C’est dans ces circonstances que de nouveaux affrontements ont repris le 27 septembre, conduisant chaque camp à décréter la loi martiale. Pendant plusieurs semaines, les bombes pleuvent sur le « jardin noir du Caucase » et chaque camp s’accuse mutuellement de saboter le processus de négociation.

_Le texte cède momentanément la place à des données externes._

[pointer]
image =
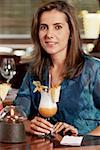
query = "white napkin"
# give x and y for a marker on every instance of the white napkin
(71, 140)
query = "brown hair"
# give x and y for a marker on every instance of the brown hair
(74, 60)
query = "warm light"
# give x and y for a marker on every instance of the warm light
(12, 112)
(91, 23)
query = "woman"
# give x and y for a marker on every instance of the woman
(58, 53)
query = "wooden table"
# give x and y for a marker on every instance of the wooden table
(36, 143)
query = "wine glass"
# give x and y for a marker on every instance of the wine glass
(8, 68)
(47, 107)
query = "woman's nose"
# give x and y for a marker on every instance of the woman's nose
(49, 33)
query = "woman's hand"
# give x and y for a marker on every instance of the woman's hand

Les trois premières tentatives de mise en place d’un cessez-le-feu échouent, quand bien même ceux-ci avaient une visée humanitaire. La quatrième tentative, initiée par la Russie, aboutit finalement à la signature d’un cessez-le-feu le 9 novembre. Dans la mesure où chacun garde les positions qu’il occupait lors de la signature, l’accord privilégie un statu quo largement favorable à l’Azerbaïdjan qui, jouissant d’une supériorité militaire importante, a pu gagner du terrain. Par ailleurs, 2000 soldats Russes sont déployés afin d’assurer la stabilité de la région, limitant davantage la marge de manœuvre des indépendantistes. L’arrêt des hostilités n’a d’ailleurs pas manqué de susciter les contestations en Arménie, où beaucoup dénoncent une trahison de la part du gouvernement.

 

Positionnement de la communauté internationale

L’obstacle majeur à l’établissement d’une situation de paix durable est le positionnement de la communauté internationale, qui n’incite pas chacune des communautés au compromis. L’indépendance du Haut-Karabakh – que les séparatistes appellent République d’Artsakh – n’est pas reconnue par l’ONU, dont les résolutions adoptées en 1993 précisent que l’Azerbaïdjan est en droit d’y exercer sa souveraineté. Cette situation traduit toute la complexité de la contradiction entre droit fondamental des peuples à disposer d’eux-mêmes, et principe d’intangibilité des frontières.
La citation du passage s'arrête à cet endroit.